Transparency and efficiency will ensure high standards at the Asian Infrastructure Investment Bank.
The China-led multilateral bank has been a hot topic again as representatives from 50 founding countries have signed an agreement that establishes the lender's legal framework.
The 60-article agreement specified each member's share as well as the governance structure and policymaking mechanism of the bank, which is designed to finance infrastructure in Asia.
Since the beginning, there have been doubts over the new bank's governance. However, as more details have emerged, it has become clearer that the bank strives to follow international rules in its operation, policy formation and management to ensure efficiency and transparency.
Many European countries such as the United Kingdom, Germany and France, which are among the founding members, can share their experience and expertise.
The new bank also has mechanisms to safeguard against corruption, bid-rigging, bureaucracy, environmental degradation and other potential fallout from huge infrastructure projects.
The bank will launch with capital of $100 billion, with 75 percent coming from within Asia.
While China is the largest shareholder, the structure limits the influence of large shareholders, because 15 percent of voting rights are allocated equally to founding members regardless of equity stakes. China's stake is 30 percent but its voting share is 26 percent.
The AIIB will involve a core group of professionals running the bank, where the top management will be appointed on ability and not political connections.
The core idea of the bank is a principal-agent relationship between shareholders and managers. In that model, the governments will be the "shareholders", while "managers" are the appointed president and staff in the new bank.
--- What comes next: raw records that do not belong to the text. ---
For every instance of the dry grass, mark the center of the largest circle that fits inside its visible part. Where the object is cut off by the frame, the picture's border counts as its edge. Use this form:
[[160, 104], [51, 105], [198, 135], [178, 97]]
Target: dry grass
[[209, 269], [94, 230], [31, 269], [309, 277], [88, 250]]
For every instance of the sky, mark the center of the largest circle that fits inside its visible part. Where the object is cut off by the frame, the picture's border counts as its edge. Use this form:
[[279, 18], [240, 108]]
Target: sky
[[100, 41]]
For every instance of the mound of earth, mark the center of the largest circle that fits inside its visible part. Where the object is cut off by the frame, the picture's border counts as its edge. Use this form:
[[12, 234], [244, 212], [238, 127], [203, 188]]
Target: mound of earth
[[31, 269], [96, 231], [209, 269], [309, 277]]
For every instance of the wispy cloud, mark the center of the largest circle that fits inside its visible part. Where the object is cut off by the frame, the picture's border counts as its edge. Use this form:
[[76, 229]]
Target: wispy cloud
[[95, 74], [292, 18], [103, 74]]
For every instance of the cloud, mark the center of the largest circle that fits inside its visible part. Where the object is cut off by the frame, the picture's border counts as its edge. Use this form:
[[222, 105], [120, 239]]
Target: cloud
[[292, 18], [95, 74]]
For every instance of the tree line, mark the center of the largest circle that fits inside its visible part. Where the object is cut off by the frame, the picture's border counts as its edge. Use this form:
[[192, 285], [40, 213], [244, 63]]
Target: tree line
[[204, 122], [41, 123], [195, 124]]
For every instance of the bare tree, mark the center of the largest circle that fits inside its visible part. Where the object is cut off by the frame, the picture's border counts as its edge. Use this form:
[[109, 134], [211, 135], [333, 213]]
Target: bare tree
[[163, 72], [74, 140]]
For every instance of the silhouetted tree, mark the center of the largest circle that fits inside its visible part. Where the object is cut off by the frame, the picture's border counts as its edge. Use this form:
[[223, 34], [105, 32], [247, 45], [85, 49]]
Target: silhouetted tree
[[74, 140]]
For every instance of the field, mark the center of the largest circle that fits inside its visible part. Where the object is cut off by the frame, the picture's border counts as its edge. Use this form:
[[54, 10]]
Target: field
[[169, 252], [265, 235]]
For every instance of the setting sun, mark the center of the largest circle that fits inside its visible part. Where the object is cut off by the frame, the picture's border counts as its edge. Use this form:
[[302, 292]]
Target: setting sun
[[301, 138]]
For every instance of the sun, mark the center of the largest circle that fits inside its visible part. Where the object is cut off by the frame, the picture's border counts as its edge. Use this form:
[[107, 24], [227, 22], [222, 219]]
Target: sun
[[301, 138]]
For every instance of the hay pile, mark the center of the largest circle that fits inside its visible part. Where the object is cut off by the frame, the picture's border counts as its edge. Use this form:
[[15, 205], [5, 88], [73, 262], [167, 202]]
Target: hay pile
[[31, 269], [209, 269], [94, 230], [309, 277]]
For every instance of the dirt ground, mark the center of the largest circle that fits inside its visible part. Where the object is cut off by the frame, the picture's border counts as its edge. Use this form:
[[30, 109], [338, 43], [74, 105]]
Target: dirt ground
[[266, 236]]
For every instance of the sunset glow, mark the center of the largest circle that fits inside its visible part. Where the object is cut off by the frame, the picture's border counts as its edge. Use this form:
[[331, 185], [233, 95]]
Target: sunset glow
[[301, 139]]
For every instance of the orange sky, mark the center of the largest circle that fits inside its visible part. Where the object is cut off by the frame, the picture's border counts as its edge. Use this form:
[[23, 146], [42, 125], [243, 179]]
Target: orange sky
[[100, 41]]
The idea is that managers should be accountable to shareholders, while shareholders should have the power to restrict managers through the board of directors.
In order to improve efficiency and avoid bureaucracy, the board of directors will be nonresident, unlike the World Bank or the Asian Development Bank.
The AIIB also aims to increase the efficiency of investment compared with other development banks with long approval procedures. In many international organizations, it often takes more than three to five years for a project to launch.
Obviously, however, it is important that proper standards must be applied in a project-specific manner. The new bank wants to show that it is a lender, not a political organization or political alliance.
Once the AIIB starts lending, it needs to guarantee that these standards are preserved and that the management and governance of the bank are run on rational principles rather than based on political considerations.
If the AIIB can ensure transparency and efficiency in its operations, it will set a good example for all existing multilateral institutions. Further, it will forge closer cooperation with other multilateral and bilateral development institutions and promote regional collaboration.
With a principal mission to fund infrastructure projects, the bank will help meet the massive capital requirements of infrastructure projects worth trillions of dollars in the Asia-Pacific area. No single institution could do this on its own.
High-profile officials of the International Monetary Fund, World Bank and other leading global lenders have on many occasions expressed willingness to collaborate with the new bank to fill Asia's infrastructure gap.